Patients with CML receiving dasatinib for chronic or blast phase may develop prolonged bloody diarrhea which should be taken seriously.
Statement of Ethics
This article was approved by the Hamad Medical Corporation Medical Research Center. This research was conducted ethically in accordance with the World Medical Association Declaration of Helsinki. The subject in this study has given informed consent in written form to publish this case.
Conflict of Interest Statement
The authors have nothing to disclose.
This article was funded by the Qatar National Library.

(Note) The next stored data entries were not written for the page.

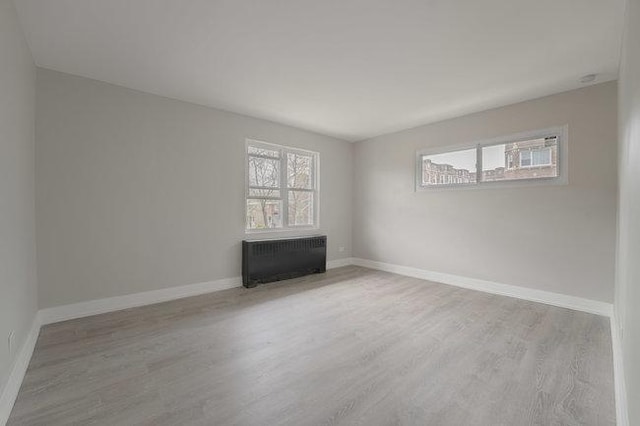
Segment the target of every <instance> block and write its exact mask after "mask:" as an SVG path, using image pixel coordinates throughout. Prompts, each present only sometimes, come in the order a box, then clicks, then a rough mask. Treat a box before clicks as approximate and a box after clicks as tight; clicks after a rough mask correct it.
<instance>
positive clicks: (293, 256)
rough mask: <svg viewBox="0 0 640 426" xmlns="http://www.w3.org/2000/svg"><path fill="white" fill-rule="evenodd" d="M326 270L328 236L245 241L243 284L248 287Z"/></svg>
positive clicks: (244, 241)
mask: <svg viewBox="0 0 640 426" xmlns="http://www.w3.org/2000/svg"><path fill="white" fill-rule="evenodd" d="M326 270H327V237H326V236H315V237H303V238H288V239H283V240H246V241H243V242H242V284H243V285H244V286H245V287H247V288H250V287H255V286H256V285H258V284H260V283H267V282H272V281H280V280H286V279H289V278H295V277H300V276H302V275H308V274H313V273H318V272H325V271H326Z"/></svg>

Case identification and eligibility assessment were done by Zakaria Maat. Critical review of the manuscript and revisions was done by Mohamed A. Yassin. Initial manuscript writing was by Zakaria Maat. Clinical review of the manuscript in gastroenterology part was done by Kamran Mushtaq. All authors performed literature review and reviewed and gave approval of the final manuscript.
Data Availability Statement
Data available upon request from authors.